Michael Novod: Great. Thank you, Karsten. Thank you, Simon. This also concludes the Q&A session. Thank you for participating, and please feel free to contact Investor Relations regarding any follow-up questions you might have. Before we close the call, I would like to hand over to you, Mike, again for the final remarks.

Maziar Doustdar: Thank you very much, Michael. I want to start by thanking Ludovic and Dave for all you have done for Novo Nordisk over the many, many years. I also want once again to welcome Jamey and Hong and stress that I’m looking very much forward to working with both of you. 2026 will be basically a year where we will face some headwinds, especially on the back of the price declines, and we have shown that in our guidance today. But I’d also like to say that price reduction in some ways, is our investment for the future and for capturing more patients.
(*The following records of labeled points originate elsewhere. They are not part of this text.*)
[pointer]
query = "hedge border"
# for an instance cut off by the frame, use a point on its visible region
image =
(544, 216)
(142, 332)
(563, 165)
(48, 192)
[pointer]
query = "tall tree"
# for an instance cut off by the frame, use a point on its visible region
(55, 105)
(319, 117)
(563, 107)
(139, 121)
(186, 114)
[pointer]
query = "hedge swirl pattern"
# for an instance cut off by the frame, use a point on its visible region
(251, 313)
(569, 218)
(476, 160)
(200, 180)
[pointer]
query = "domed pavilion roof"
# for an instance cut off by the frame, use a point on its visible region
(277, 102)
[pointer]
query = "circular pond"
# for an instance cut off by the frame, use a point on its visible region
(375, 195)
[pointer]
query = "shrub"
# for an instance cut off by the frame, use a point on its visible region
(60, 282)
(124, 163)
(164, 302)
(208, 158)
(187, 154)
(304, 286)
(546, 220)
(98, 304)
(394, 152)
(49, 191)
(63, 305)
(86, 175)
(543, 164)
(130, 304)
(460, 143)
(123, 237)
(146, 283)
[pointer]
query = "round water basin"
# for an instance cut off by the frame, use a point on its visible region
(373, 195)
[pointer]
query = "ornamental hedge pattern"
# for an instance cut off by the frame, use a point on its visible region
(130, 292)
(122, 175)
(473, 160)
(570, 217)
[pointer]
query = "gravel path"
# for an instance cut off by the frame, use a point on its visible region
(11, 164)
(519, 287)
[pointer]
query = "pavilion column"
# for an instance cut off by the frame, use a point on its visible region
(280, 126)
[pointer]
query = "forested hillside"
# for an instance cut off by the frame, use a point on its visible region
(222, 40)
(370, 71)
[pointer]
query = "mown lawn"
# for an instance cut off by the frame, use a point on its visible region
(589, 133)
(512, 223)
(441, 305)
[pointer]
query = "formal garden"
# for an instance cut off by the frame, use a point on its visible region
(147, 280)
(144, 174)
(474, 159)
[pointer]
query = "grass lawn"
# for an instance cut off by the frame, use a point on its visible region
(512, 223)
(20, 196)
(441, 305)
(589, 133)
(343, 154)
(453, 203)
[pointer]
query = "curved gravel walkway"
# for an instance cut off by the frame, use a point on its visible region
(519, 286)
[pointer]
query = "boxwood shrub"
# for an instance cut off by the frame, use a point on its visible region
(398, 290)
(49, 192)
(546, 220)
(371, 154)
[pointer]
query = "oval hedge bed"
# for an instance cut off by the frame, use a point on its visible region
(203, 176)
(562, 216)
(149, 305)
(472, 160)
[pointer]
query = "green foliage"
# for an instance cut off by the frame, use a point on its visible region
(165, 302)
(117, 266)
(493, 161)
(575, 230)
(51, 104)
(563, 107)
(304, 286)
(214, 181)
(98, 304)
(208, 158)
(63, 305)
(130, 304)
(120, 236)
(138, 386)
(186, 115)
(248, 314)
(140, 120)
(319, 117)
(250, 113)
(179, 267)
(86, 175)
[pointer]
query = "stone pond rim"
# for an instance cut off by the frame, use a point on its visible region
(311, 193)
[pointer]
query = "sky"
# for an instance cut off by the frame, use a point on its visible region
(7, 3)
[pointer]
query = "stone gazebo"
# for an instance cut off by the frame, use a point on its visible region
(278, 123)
Perhaps no other company better than Novo Nordisk is geared in improving health at scale within the field of diabetes and obesity, and we’re ready to do that. And I believe much stronger than with affordable prices, we can get to those higher volumes faster.

We are looking very much forward, of course, as we go forward to share more information with you, not least about the continuous uptake of the phenomenal Wegovy pill success that we have seen, but maybe also much more exciting readouts and regulatory milestones throughout the year across all of our therapy areas. With that, I’d like to thank all of you guys for joining us today. Thank you.

Operator: Thank you. This concludes today’s conference call. Thank you for participating. You may now disconnect.